The following page is a blog about my Google Summer of Code Project 2019, under DBpedia. My project is "Tool to generate RDF triples from DBpedia abstract".

Community Bonding Period - Part-2

26 May 2019 » GSoC

With the community bonding period done, the actual coding phase has started. As mentioned in my previous blog post, in this post I will be talking about the modifications I have made, what I worked on in the second half of my community bonding period and what I will be doing for the next week.

In the pyspotlight module, the main modification I did and perhaps the only change I made was to make annotations possible by using the online API, instead of requiring a local version of the API. In the conllu module the formatting for parsing was changed in accordance to the .conll files being output by SyntaxNet. Also a special parse function for files which represented a single sentence was created.

Hearst Patterns

In the later half of the community bonding period, I spent time understanding hearst patterns. Hearst patterns can help us identify relations between words ie, r(a, b, n) where ‘a’ and ‘b’ are the two words. ex, ‘Person ABC’ , ‘New York’, ‘birthPlace’. These can be found either statistically, like most modern NLP techniques or using specific patterns to search. Intuitively a pattern wise search would be less performing, because they are highly constrained, however studies have shown otherwise [1](https://aclweb.org/anthology/P18-2057). The methods do take advantage of the POS tags of the words.

My tasks for the first week are as follows:

In the first week, I would concentrating on using hearst patterns to be able to identify relations. As of now I would be concentrating on a few number of relations. The idea would be to understand how well it does over a large dataset and whether in order to find a relation, it would not require to develop a large number of specific patterns. Another approach would be the statistic approach and see if a model can be created to do the following and whether this can be easily modified and replicated for all other types of relations.

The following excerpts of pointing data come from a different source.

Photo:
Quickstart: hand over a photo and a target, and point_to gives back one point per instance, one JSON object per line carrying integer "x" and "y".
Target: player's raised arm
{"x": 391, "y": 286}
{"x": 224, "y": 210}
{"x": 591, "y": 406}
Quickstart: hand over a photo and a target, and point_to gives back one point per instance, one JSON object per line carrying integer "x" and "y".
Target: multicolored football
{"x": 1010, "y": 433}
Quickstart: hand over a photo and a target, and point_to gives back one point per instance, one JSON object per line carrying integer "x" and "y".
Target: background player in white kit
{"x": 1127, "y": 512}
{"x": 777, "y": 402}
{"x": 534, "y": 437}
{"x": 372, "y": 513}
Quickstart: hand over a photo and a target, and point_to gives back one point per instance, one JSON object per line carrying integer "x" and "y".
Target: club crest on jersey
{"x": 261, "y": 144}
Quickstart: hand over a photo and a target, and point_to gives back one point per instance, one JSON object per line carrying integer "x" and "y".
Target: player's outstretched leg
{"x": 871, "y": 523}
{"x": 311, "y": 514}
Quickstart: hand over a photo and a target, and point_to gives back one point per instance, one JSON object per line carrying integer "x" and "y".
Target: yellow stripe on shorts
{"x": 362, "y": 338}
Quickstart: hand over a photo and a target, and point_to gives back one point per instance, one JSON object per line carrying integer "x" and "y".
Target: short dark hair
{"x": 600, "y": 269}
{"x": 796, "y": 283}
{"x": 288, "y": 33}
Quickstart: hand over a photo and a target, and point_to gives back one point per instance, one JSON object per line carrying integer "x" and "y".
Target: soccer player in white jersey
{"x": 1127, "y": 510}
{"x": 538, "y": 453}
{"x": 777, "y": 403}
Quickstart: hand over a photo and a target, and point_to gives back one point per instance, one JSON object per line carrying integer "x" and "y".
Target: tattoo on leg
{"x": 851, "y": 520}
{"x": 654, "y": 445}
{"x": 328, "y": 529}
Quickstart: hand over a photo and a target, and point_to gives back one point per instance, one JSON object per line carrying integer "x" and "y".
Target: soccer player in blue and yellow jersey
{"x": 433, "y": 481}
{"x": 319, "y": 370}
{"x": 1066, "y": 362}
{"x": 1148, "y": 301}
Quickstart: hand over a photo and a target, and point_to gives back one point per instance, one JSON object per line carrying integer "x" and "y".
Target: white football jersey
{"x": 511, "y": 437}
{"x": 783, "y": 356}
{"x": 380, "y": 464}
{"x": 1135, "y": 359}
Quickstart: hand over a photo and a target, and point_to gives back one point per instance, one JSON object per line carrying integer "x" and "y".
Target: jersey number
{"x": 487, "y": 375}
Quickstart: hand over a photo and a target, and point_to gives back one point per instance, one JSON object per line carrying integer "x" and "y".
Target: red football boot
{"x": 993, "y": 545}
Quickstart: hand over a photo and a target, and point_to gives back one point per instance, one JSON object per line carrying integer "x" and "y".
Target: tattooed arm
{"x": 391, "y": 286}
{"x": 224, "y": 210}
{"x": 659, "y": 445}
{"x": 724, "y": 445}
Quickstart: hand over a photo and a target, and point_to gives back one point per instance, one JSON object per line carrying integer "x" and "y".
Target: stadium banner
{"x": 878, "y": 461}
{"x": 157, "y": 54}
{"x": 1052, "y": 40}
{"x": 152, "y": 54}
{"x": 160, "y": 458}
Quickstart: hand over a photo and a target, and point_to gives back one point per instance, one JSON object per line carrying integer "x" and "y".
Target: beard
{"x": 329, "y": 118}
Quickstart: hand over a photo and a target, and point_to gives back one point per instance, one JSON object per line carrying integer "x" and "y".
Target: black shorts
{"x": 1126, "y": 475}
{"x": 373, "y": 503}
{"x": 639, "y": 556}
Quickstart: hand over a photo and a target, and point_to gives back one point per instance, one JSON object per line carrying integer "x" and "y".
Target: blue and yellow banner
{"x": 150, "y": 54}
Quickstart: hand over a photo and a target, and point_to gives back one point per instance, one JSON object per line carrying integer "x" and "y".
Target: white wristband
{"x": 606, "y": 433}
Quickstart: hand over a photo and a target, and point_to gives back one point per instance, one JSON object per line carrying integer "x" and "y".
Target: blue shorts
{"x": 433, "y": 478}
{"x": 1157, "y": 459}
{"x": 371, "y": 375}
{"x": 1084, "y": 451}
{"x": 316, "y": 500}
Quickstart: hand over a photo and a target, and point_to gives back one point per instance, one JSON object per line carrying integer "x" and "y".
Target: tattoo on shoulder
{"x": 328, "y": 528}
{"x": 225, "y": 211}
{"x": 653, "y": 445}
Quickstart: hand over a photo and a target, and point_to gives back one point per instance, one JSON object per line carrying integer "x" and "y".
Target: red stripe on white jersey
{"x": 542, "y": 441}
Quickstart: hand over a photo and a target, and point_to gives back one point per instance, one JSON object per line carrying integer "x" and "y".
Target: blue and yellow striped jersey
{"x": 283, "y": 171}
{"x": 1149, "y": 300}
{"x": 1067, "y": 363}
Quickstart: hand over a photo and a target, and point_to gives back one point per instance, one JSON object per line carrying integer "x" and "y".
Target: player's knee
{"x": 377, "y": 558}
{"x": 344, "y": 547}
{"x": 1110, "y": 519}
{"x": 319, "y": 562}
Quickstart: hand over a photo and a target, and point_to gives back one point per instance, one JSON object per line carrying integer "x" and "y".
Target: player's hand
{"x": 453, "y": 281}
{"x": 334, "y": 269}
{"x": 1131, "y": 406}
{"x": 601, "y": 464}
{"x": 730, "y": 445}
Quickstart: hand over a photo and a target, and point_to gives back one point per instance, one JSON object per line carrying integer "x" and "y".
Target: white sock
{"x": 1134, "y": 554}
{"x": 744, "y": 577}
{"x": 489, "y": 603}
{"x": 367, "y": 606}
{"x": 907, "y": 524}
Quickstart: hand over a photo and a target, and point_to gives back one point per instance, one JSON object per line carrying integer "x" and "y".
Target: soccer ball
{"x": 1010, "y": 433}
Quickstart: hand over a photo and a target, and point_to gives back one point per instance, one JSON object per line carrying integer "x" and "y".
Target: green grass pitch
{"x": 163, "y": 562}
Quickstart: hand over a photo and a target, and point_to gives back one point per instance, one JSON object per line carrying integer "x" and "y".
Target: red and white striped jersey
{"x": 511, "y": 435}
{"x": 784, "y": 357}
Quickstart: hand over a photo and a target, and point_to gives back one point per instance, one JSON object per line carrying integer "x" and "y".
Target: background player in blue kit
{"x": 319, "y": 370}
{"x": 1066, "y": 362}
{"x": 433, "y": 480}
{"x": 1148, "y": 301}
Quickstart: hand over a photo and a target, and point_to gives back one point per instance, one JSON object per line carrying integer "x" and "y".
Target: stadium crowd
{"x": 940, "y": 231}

Another important part would be understanding how having a dependent parse of the sentence can change the output of the results VS a simple surface POS (which can both be offerred by SyntaxNet)

In the next blog post (coming up after the first week), I will be talking about the program which would be developed for this and all the prelimnaries for the experiment. The codebase for the following can be found at github.com/sahitpj/GSoC-codebase

Cheers!